[FOM] Provability of Consistency

Artemov, Sergei SArtemov at gc.cuny.edu
Wed Mar 27 22:04:43 EDT 2019


AF: < (*) What do we gain by establishing that PA is consistent in your sense? >

What a wonderful question! The super-idea of Hilbert’s program was to formalize mathematics and to prove its consistency within a trusted core of mathematical methods (a proper part of whole mathematics). The traditional (erroneous) reading of G2 as prohibiting a consistent theory to prove its Hilbert's consistency suggested a restrictive foundational picture of the world in which 

(**) TRUST IN CONSISTENCY CANNOT INCREASE. 

A consistent theory T cannot prove consistency of any theory S which is greater or equal to T. If you trust T, you cannot even prove your trust in T, let alone stronger theories. 

Within this picture of universe, we can only establish relative trust reductions of X to Y without any hope to actually prove either of X,Y within a trusted core. Your example “if we are convinced that PA is consistent in the usual sense, then we have reason to believe that any \Pi^0_1-statement that is provable in PA (such as Fermat's Last Theorem) is actually true” is within this vein. 

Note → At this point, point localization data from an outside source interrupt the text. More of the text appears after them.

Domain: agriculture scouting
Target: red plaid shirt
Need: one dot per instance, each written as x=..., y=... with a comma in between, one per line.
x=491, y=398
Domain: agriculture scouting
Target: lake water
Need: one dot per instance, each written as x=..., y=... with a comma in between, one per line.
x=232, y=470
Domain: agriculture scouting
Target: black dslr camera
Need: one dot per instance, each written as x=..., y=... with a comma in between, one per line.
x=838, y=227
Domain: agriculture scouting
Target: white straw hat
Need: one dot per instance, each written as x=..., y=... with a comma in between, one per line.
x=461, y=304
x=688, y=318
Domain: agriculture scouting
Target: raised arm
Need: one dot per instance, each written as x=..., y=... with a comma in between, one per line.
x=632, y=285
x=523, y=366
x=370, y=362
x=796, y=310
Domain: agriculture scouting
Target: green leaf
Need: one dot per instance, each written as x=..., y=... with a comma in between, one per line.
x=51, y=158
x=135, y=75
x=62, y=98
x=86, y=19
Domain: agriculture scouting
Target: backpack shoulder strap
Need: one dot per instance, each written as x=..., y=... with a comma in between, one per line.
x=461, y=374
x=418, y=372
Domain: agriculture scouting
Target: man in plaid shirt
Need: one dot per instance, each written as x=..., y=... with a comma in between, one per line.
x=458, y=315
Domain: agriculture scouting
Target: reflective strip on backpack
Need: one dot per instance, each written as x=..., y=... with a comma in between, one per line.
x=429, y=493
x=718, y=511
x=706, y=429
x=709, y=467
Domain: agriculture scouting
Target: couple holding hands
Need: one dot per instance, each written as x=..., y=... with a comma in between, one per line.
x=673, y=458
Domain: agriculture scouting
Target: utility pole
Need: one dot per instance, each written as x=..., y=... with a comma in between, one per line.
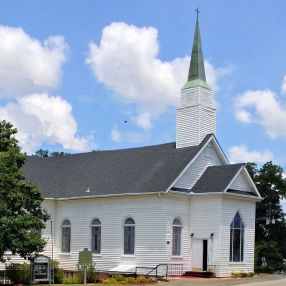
x=52, y=264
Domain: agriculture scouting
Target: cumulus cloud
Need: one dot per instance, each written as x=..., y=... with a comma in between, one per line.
x=28, y=65
x=127, y=136
x=42, y=118
x=126, y=61
x=262, y=107
x=242, y=154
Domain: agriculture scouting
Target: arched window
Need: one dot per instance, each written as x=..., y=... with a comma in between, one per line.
x=236, y=239
x=66, y=236
x=96, y=236
x=129, y=236
x=177, y=233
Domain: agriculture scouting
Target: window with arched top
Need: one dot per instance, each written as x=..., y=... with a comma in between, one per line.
x=96, y=236
x=177, y=236
x=236, y=239
x=129, y=236
x=66, y=236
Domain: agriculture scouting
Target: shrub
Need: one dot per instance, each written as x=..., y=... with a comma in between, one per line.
x=58, y=272
x=109, y=281
x=142, y=279
x=120, y=279
x=19, y=273
x=71, y=280
x=90, y=274
x=130, y=280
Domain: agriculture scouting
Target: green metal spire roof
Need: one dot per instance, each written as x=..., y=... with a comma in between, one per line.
x=197, y=76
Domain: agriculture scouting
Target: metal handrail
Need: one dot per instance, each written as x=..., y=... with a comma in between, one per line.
x=152, y=269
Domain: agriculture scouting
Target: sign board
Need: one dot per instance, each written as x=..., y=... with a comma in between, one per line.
x=85, y=257
x=41, y=267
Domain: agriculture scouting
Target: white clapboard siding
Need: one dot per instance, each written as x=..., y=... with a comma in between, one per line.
x=241, y=183
x=207, y=122
x=246, y=209
x=208, y=157
x=196, y=116
x=153, y=216
x=187, y=128
x=205, y=219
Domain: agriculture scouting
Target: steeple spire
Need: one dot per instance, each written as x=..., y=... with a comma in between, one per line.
x=197, y=76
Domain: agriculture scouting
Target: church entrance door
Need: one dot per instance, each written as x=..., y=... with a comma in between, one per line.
x=199, y=254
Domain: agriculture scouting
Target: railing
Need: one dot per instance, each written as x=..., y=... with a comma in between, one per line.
x=212, y=268
x=160, y=271
x=4, y=278
x=175, y=269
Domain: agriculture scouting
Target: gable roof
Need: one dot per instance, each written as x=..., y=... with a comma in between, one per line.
x=127, y=171
x=216, y=179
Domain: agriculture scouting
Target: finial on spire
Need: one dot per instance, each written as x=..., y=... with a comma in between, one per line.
x=198, y=11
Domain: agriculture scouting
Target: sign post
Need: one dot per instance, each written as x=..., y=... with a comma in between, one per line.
x=42, y=269
x=85, y=260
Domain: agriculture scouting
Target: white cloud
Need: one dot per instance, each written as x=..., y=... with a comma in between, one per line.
x=28, y=65
x=126, y=61
x=262, y=107
x=243, y=154
x=42, y=118
x=127, y=136
x=283, y=87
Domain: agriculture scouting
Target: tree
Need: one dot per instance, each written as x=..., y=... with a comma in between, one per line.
x=270, y=219
x=21, y=214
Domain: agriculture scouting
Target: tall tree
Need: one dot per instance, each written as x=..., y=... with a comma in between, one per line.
x=21, y=214
x=270, y=218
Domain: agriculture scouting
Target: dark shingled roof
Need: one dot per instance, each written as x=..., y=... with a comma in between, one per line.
x=138, y=170
x=215, y=179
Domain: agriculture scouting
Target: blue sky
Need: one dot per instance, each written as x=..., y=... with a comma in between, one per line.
x=71, y=72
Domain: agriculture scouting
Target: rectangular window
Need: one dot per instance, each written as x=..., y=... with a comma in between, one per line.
x=96, y=239
x=66, y=235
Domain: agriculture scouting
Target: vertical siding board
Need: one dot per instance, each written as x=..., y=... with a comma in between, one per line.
x=208, y=157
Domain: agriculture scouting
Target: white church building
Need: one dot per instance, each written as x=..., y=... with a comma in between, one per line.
x=177, y=203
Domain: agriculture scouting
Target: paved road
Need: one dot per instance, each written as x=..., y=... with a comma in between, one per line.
x=280, y=282
x=262, y=280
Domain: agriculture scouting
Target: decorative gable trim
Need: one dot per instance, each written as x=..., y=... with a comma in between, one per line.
x=218, y=150
x=244, y=172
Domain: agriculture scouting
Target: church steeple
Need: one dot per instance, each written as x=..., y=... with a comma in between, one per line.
x=197, y=76
x=196, y=116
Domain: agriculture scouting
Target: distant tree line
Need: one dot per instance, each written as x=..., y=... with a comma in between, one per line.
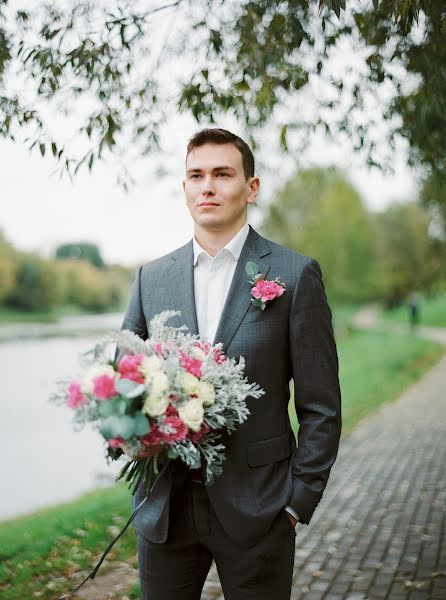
x=365, y=256
x=76, y=276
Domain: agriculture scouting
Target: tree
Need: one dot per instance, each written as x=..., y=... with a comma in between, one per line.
x=85, y=286
x=412, y=258
x=38, y=285
x=8, y=267
x=319, y=213
x=248, y=58
x=81, y=251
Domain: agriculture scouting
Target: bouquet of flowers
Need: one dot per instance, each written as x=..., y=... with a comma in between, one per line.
x=172, y=390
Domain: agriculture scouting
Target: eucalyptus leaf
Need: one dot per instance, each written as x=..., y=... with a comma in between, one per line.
x=251, y=269
x=118, y=426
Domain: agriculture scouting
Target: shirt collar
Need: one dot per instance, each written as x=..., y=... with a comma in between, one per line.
x=234, y=246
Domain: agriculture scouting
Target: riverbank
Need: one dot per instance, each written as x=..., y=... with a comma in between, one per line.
x=68, y=325
x=46, y=553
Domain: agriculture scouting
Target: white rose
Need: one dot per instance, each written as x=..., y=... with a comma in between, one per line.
x=96, y=371
x=159, y=383
x=155, y=405
x=191, y=413
x=150, y=364
x=206, y=393
x=197, y=352
x=188, y=382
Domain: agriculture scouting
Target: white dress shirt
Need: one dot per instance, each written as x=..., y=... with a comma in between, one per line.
x=212, y=280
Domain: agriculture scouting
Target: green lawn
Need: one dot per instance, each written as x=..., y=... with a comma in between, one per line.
x=432, y=312
x=41, y=553
x=376, y=368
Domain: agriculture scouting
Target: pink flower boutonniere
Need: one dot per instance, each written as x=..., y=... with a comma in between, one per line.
x=263, y=291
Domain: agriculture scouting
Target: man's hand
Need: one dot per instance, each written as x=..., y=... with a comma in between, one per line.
x=291, y=518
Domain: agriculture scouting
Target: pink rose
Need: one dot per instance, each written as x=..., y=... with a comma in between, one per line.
x=267, y=290
x=156, y=436
x=104, y=387
x=75, y=396
x=205, y=346
x=192, y=365
x=128, y=367
x=116, y=442
x=219, y=357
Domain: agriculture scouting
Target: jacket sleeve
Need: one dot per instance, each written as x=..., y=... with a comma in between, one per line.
x=317, y=394
x=134, y=319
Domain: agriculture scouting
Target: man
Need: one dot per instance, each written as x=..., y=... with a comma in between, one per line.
x=246, y=520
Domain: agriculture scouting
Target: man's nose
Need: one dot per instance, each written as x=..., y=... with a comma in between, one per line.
x=208, y=188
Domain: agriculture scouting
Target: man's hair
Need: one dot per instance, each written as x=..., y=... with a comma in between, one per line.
x=223, y=136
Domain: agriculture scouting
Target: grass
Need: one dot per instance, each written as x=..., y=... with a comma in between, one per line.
x=42, y=555
x=432, y=312
x=375, y=368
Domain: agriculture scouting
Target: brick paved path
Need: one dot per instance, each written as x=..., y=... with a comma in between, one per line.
x=379, y=531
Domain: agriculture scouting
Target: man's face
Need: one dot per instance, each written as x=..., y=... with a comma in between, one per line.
x=217, y=193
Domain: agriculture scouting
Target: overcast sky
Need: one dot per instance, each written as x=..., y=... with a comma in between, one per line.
x=39, y=211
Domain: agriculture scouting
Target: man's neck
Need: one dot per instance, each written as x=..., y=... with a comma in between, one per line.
x=212, y=240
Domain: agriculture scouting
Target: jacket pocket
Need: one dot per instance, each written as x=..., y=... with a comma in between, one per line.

What you call “your formalization of consistency”, i.e.,  consistency schemes, which fit the original mathematical (Hilbert’s) understanding of consistency, change the foundational universe in its most principal point: (**) is no longer valid. Instead we show that, as Hilbert hoped, 

(***) TRUST IN CONSISTENCY CAN INCREASE. 

For example, a fraction of PA sufficient to check the basic combinatorics of partial truth definitions suffices to prove the consistency of the whole PA. We can do “absolute” (finitary) proofs of consistency, we can do proofs in T of consistency of a theory S extending T. The real extent of this phenomenon is not clear because a huge foundational effort was invested into consistency-as-a-formula approach, but not into consistency-as-a-scheme. However, the body of mathematical results in foundations could hopefully be applied to this new understanding of consistency right away. 

It is also true that the consistency-as-a-scheme model cannot do what the traditional consistency-as-a-formula does: build stronger and stronger theories, compare theories, analyze consistency proofs, etc. These two models supplement each other rather than actually compete. However, in the questions of Hilbert’s consistency program, the consistency-as-a-scheme model breaks the G2 impossibility barrier whereas the consistency-as-a-formula does not. 




________________________________________
From: fom-bounces at cs.nyu.edu [fom-bounces at cs.nyu.edu] on behalf of Anton Freund [freund at mathematik.tu-darmstadt.de]
Sent: Tuesday, March 26, 2019 3:33 PM
To: fom at cs.nyu.edu
Subject: Re: [FOM] Provability of Consistency

> In summary, Anton Freund's post is mathematically correct, but not quite
> relevant.

I still think that the results that I have mentioned are relevant, so let
me try to condense my point into a single question:

(*) What do we gain by establishing that PA is consistent in your sense?

For the usual formalization of consistency there is a clear answer (which
I sketched in my previous post): If we are convinced that PA is consistent
in the usual sense, then we have reason to believe that any
\Pi^0_1-statement that is provable in PA (such as Fermat's Last Theorem)
is actually true (even if we were not convinced that PA is sound). I would
be genuinely interested whether your formalization of consistency has
similar significance for the foundation of mathematics.